Nein: Regisseur Koji Shima warnt ausdrücklich, und endlich wissen wir auch, warum die Außerirdischen in Japan landen: Das ist das einzige Land, das die außerirdische Botschaft verstehen wird, hat es doch elf Jahre vor dem Filmdreh einen Atomkrieg durchstehen müssen! Die Atomwaffen müssen weg, Urium 101 darf nicht hergestellt werden, zumal es mit Orium eine unschädliche Alternative gibt, die die Menschen freilich erst noch entdecken müssen… Eine zweite Botschaft haben die Außerirdischen auch: Ein riesiger, rotglühender Planet namens »R« rast auf die Erde zu, in 90 Tagen wird die Kollision erfolgen. Es sei denn, alle Nationen der Erde werden ihre Atomwaffen alle, alle auf diesem Planeten explodieren lassen, damit wäre auch das nukleare Rüstungsproblem auf Erden gelöst.

Das Problem sind die Regierungen der Erde und der Weltenrat, die glauben nicht an die Außerirdischen und an den Planeten »R«, bis dessen Existenz am Himmel nicht mehr zu leugnen ist angesichts von Sturm und Flut und enormer Hitze. Und dann der GAU: Die Atomwaffen auf der Planetenoberfläche nützen gar nichts, und fast ist es zu spät zur »Last Second Rescue«!

Ein herrlicher Spaß ist dieser Film, und natürlich schon wieder ein pazifistischer Science-Fiction, so dass wir fast nicht mehr an Zufall glauben: das »Himmelsschiff« mit seiner Friedensutopie, die »Briefe eines Toten« als Bebilderung der menschengemachten Apokalypse, und jetzt die Abschaffung der Atomwaffen und die ausschließlich friedliche Nutzung der Kernkraft mit Japan als Welt-Anführer…
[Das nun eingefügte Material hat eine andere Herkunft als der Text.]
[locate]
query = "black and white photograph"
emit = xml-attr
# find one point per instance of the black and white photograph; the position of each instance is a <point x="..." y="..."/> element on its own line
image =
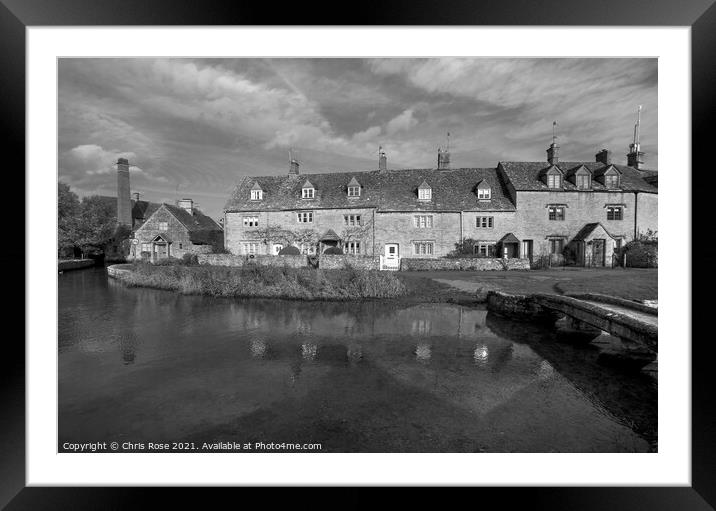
<point x="350" y="255"/>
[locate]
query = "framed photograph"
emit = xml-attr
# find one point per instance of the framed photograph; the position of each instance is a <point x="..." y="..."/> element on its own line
<point x="417" y="251"/>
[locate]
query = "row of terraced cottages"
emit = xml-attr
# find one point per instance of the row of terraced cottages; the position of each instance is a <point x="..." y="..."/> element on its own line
<point x="586" y="210"/>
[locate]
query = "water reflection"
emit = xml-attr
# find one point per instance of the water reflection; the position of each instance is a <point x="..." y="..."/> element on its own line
<point x="431" y="377"/>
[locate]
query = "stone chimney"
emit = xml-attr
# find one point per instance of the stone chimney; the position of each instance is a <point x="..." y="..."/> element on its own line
<point x="124" y="201"/>
<point x="604" y="156"/>
<point x="443" y="158"/>
<point x="187" y="205"/>
<point x="553" y="154"/>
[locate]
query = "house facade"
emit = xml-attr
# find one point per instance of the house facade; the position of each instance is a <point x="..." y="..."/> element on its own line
<point x="580" y="212"/>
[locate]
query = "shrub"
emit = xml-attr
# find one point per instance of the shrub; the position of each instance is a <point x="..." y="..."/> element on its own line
<point x="290" y="250"/>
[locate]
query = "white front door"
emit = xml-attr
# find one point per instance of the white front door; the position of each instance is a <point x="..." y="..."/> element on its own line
<point x="391" y="250"/>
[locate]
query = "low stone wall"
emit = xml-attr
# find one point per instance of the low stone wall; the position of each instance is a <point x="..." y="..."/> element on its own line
<point x="74" y="264"/>
<point x="463" y="264"/>
<point x="519" y="307"/>
<point x="292" y="261"/>
<point x="336" y="262"/>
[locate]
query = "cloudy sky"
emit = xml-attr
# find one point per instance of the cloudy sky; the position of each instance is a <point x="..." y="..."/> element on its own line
<point x="194" y="127"/>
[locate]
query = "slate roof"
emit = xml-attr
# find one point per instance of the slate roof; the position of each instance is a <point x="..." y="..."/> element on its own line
<point x="386" y="190"/>
<point x="525" y="176"/>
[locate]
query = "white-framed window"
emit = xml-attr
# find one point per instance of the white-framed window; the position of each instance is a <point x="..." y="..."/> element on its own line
<point x="484" y="222"/>
<point x="485" y="248"/>
<point x="423" y="221"/>
<point x="556" y="245"/>
<point x="352" y="220"/>
<point x="484" y="193"/>
<point x="352" y="248"/>
<point x="250" y="247"/>
<point x="423" y="247"/>
<point x="584" y="182"/>
<point x="305" y="217"/>
<point x="611" y="181"/>
<point x="556" y="212"/>
<point x="615" y="213"/>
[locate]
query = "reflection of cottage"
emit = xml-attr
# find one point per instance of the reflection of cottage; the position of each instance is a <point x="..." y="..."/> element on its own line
<point x="172" y="231"/>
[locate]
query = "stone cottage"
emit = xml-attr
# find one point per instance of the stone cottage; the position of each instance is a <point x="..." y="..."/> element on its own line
<point x="579" y="212"/>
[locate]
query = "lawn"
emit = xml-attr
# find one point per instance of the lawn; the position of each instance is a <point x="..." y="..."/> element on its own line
<point x="629" y="283"/>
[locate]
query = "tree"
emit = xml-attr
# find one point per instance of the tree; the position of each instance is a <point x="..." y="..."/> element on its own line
<point x="68" y="206"/>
Sie sind schon goldig, die Japaner. Das unterstreicht auch der wunderbare Vorfilm, den uns die Retrospektive als Bonus kredenzt: »Ein Tag in 100 Jahren« von Shigeji Ogino aus dem Jahr 1933: Einfache Silhouetten-Animation erzählt die Geschichte eines Mannes, der 2032 wiedererweckt wird, nachdem er 1942 im großen Krieg gestorben ist. Ihm werden die Wunder 100 Jahre nach Entstehtung des Films gezeigt: Ein Zauberfernseher, der in Zukunft und Vergangenheit blicken kann, ein Farbwechsler, mit dem man die Färbung seiner Kleider ändern kann – damit hat man in der Zukunft aber so oft rumgespielt, dass es langweilig wurde, deshalb hat man sich für schwarz-weiß entschieden… Was ein schöner Gag in diesem Schwarzweiß-Stummfilm! Eine Art Magnetschwebebahn mit 800 mph Geschwindigkeit gibt es auch, die führt nach Central City, ehemals Tokio, und dort gibt es gar die Möglichkeit eines Marsfluges. Eine Rakete mit Kompass im Weltall fliegt an diversen Planeten vorbei, erreicht den Mars aber nicht, weil die Instrumente verrückt spielen: Ein Geist aus der Vergangenheit sollte nicht zum Mars, sondern in Buddhas Paradies.

Herrlich. Sehr lustig. Und so was von passend zu den lieben Außerirdischen vom Planeten Paira, über den man sich so leicht lustig machen könnte, wenn man wollte.